Cette technique améliore la précision des réponses de 14,7 points au maximum par rapport aux modèles utilisés seuls. Le gain moyen rapporté par le MIT est d’environ 15 %. GPT-4o mini progresse de près de 30 points dans certaines configurations, tandis que Claude 4 Opus gagne environ huit points.
Le principe dépasse la bataille navale. Traduire une question en requête structurée, en calcul ou en test exécutable peut réduire les erreurs lorsqu’un agent interroge une base de données, vérifie une contrainte ou analyse un système formel.
Il ne s’agit toutefois pas d’une garantie universelle.

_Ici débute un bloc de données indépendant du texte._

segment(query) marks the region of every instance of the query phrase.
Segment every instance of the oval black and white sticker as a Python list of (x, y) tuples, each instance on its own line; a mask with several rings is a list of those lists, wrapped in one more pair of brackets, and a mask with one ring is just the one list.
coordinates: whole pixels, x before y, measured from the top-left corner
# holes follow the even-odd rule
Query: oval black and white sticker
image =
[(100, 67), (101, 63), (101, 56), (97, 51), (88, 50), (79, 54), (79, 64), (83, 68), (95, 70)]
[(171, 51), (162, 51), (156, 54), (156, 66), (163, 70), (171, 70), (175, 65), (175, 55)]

Le code peut lui-même être erroné, incomplet ou reposer sur une représentation incorrecte du problème. La vérification est utile lorsque l’environnement fournit une vérité accessible et des règles explicites. Elle devient beaucoup plus difficile face à des données ambiguës ou à des phénomènes mal compris.
Un petit modèle dépasse un grand grâce à sa méthode
Le chiffre le plus spectaculaire concerne Llama 4 Scout. Dans sa configuration de base, ce modèle relativement léger bat les humains dans seulement 8 % des parties. Avec les stratégies bayésiennes de questionnement, de ciblage et de décision, le taux atteint 82 %.
Les auteurs rapportent également un passage de 0 % à 67 % de victoires face à GPT-5, pour un coût équivalent à environ 1 % de celui du modèle frontière. Ce résultat ne signifie pas que Llama 4 Scout devient globalement supérieur à GPT-5. Il montre qu’un système spécialisé, équipé d’outils adaptés, peut dépasser un modèle beaucoup plus puissant sur une tâche précise.
Cette distinction est importante pour l’économie des agents IA. De nombreuses entreprises supposent qu’une meilleure performance exige automatiquement un modèle plus grand et plus cher. L’étude suggère une autre voie : utiliser un modèle plus modeste, mais structurer son exploration, ses vérifications et ses décisions.
Le coût annoncé doit néanmoins être lu dans le contexte du protocole. Il dépend des prix, du nombre d’appels et des stratégies testées. Il ne constitue pas une comparaison générale du coût total de possession entre modèles, notamment lorsqu’on ajoute l’infrastructure, la latence, le développement et la maintenance.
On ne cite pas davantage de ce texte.